Inicialmente, foi apresentado retrospecto sobre os investimentos em drenagem executados em Campo Grande ao longo dos últimos anos e alguns resultados obtidos, incluindo desde a canalização da Rua Maracaju, onde os alagamentos eram recorrentes há algumas décadas. A elaboração da carta geotécnica, carta de drenagem, urbanização de córregos e diversas ações para impedir alagamentos foram alguns dos avanços nos últimos anos elencados durante a apresentação.  

O engenheiro Ricardo Schettini, especialista em Gerência de Projetos e Serviços de Engenharia de Infraestrutura e Saneamento, trabalhou como diretor da Planurb ainda na década de 80 e destacou ações em parceria com universidades, a exemplo de um Trabalho de Conclusão de Curso que serviu como base para o projeto que resultou no Parque Linear do Sóter. Ele ainda ressaltou a necessidade de aprimorar o trabalho de fiscalização para que as adequações relacionadas à permeabilidade e contenção de águas pluviais sejam mantidas nas estruturas das residências depois da concessão do alvará de construção e habite-se, sem passar por alterações posteriores. 

Pesquisas 

O debate contou com a participação de acadêmicos e professores que puderam fazer questionamentos aos especialistas sobre o que está sendo feito em relação à drenagem urbana, novas tecnologias que podem ser utilizadas, bem como apresentar suas contribuições para políticas públicas. 

O vereador Eduardo Romero sugeriu a organização de um seminário na Câmara Municipal tratando somente sobre as pesquisas voltadas à drenagem urbana para “valorizar o que as universidades estão fazendo sobre este tema, mostrando as ações científicas e suas contribuições”, disse. 

O engenheiro ambiental, Doutor em Saneamento Ambiental e Recursos Hídricos Guilherme Cavazza ressaltou a importância desta conscientização ambiental para que a população contribua no processo de drenagem e sustentabilidade, citando algumas tecnologias que auxiliam. “Telhados verdes, bacias de detenção, áreas permeáveis, são algumas situações simples nos nossos próprios lotes. Mas há necessidade de mudança cultural. Infelizmente, depois do habite-se impermeabiliza-se tudo e depois a culpa dos alagamentos passa a ser do Município.
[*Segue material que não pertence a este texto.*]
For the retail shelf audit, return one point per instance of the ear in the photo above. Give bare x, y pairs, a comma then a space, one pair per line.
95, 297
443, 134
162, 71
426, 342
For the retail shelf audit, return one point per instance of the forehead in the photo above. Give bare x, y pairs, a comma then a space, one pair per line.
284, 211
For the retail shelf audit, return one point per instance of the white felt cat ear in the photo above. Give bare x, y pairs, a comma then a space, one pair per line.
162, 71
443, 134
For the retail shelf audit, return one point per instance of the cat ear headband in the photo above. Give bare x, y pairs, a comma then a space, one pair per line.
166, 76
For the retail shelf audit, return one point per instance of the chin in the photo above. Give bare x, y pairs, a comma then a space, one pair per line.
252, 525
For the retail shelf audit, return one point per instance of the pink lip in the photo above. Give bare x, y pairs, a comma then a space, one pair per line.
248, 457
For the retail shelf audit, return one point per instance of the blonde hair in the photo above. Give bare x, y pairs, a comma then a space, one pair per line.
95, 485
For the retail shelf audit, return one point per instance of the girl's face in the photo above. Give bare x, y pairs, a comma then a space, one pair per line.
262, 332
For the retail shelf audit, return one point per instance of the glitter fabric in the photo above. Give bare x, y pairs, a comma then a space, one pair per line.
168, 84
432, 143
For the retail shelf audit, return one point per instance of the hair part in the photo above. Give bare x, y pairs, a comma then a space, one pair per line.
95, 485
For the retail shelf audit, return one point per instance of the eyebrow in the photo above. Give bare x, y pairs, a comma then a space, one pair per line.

É preciso ter consciência que sistema estão lá por algum motivo”, afirmou, mencionando algumas pesquisas elaboradas já apontando soluções para problemas de alagamento na cidade. 

A coordenadora do JPS, programa da Associação Brasileira de Engenharia Sanitária Ambiental (ABES), Valéria Sun Hwa Mazucato, enfatizou o propósito do grupo “unir a força de vontade da juventude com a experiência daqueles que já traçaram esse caminho antes de nós e podermos passar conhecimento às próximas gerações”. O Jovens Profissionais do Saneamento propôs o evento em parceria com a Casa de Leis, pelo vereador Eduardo Romero. 
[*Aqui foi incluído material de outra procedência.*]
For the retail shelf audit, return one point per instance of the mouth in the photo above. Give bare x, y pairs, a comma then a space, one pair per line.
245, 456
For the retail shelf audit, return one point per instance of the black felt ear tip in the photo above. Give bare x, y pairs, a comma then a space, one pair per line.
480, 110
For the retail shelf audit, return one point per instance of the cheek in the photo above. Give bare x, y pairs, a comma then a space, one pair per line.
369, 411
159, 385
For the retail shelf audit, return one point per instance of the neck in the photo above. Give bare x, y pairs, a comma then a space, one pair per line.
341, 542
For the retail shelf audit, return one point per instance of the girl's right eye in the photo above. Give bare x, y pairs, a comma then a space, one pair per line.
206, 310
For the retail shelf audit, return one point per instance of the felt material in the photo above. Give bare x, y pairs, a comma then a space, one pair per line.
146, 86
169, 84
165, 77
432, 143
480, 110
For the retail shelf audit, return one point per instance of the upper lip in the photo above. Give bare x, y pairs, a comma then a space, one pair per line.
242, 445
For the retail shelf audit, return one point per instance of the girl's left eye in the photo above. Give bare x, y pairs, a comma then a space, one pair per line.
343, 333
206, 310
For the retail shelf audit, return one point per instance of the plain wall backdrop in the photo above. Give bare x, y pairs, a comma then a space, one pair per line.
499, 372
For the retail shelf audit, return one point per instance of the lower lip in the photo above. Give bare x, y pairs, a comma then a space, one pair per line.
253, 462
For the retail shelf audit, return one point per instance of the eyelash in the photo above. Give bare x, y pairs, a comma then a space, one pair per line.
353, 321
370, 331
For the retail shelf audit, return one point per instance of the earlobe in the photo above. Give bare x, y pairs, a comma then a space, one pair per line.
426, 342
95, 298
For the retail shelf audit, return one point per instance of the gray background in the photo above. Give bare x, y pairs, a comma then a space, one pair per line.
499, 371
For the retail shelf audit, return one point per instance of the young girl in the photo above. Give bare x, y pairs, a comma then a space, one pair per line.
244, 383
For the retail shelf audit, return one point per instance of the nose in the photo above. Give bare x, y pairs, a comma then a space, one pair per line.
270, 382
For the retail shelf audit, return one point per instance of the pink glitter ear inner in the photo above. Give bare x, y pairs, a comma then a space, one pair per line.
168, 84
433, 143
O JPS tem objetivo de suprir a carência de profissionais qualificados para atuar no setor de saneamento, para despertar habilidades e lideranças entre os jovens que começam a atuar na área do saneamento ambiental, buscando satisfazer as necessidades presentes e futuras do setor. 

O bate-papo desta quarta-feira foi um desdobramento do Painel Internacional de Drenagem Urbana, realizado em junho deste ano na Câmara Municipal, com apresentação das problemáticas que a cidade já teve, continua tendo e as novas demandas ligadas a drenagem urbana e alagamentos, decorrentes do desenvolvimento urbano. No evento, o pesquisador José Goes Vasconcelos Neto, da Universidade de Auburn (Alabama-EUA) falou sobre inovações e mudanças de hábitos para eficiência em drenagem. Também foram apresentadas novas tecnologias de monitoramento e controle.